After tea to the fine music of our on board musician Emilio, it was time to gather in The Theatre. We had to attend the mandatory lifeboat drill and a zodiac briefing, both given by Robin West, our Expedition Leader.

The instructions were imparted and there still was time to put on something a little warmer, before the Prince Albert II headed out into the fjords. Within 30 minutes of each other, the three ships that had been docked at the various piers of Tromsø left their positions. One was heading northeast towards North Cape, another southeast towards the Lofoten Islands, while we were heading north-northwest towards Bear Island. Glühwein, tea, and canapés were served on the outer decks and our voyage had definitely started.

Then it was time to get to know who the different members of the staff and of the Expedition Team were. Robin, the EL (short for “Expedition Leader”) introduced the Food & Beverage manager, Marcello the Maitre d’, Marius the head sommelier, Ana-Mari the chef, Rahul the head butler, Ariana our Brazilian shop-manager, Kim our Swedish Spa-manager, and Teri our English massage therapist.
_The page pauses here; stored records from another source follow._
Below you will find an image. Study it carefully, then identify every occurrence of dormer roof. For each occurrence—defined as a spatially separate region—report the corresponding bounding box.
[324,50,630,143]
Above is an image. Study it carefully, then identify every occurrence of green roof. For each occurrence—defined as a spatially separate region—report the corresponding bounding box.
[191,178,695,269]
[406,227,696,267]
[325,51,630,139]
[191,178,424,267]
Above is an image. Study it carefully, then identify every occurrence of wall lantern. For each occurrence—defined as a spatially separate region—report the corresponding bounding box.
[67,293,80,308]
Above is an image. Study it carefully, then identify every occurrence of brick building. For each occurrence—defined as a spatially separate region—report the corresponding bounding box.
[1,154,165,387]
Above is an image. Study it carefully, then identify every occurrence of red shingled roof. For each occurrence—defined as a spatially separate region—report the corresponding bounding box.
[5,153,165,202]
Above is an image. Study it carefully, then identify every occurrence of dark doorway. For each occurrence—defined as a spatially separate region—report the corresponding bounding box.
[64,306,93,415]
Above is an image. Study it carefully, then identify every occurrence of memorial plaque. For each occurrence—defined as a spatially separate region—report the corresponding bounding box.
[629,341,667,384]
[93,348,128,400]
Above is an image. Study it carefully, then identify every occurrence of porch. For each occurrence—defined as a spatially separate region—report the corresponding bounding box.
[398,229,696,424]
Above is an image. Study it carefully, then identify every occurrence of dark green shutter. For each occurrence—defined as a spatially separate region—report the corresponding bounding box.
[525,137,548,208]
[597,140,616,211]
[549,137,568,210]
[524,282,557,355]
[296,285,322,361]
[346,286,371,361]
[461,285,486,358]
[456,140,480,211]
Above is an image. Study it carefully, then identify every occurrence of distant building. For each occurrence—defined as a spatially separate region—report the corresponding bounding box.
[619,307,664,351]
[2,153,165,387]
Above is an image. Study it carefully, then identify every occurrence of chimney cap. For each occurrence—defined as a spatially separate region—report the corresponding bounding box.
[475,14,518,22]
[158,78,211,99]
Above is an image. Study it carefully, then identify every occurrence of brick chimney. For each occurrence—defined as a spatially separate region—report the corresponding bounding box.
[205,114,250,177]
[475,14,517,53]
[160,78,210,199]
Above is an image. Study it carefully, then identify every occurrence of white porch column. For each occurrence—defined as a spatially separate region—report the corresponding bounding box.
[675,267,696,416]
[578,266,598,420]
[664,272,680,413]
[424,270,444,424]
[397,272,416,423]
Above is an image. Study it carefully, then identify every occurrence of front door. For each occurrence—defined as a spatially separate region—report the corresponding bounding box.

The Expedition Team had about as many nationalities as there were different positions: Robin, our EL, came from South Africa; Jarda, his assistant, came from Holland; Christian Everts, their assistant, came from Germany; Sue, who had formerly worked for the BBC producing Planet Earth, came originally from Wales; Colleen, our archaeologist and Viking specialist, came from Scotland; Robin Aiello (generally called Aiello to not confuse her with Robin, the EL) was our Bostonian marine biologist from Australia; Juan Carlos was our Colombian geologist; Hans-Peter our Austrian botanist; Kristine our Belgian photographer; our bear-guides were Karolina from Poland and Lasse from Norway; plus myself (from far away Easter Island).

Robin pointed out that there were going to be more meetings and lectures, but for today the only thing that remained was to enjoy our first dinner aboard.

Before we were allowed to go, he briefly called our Captain, Alexander Golubev, on stage. The Captain hinted at calm sailing within the fjord, but once we were going to leave the protected part, the Prince Albert II would be pitching a bit. Therefore, all guests prone to motion-sickness were advised to take some medication. It was not going to be rough but certainly noticeable!

The dilemma was now, should one refrain from eating or how would the medication interfere with dinner. Most bravely went to have their first dinner on board, to talk to fellow travelers, and certainly to enjoy the service and selection of food and wine(s).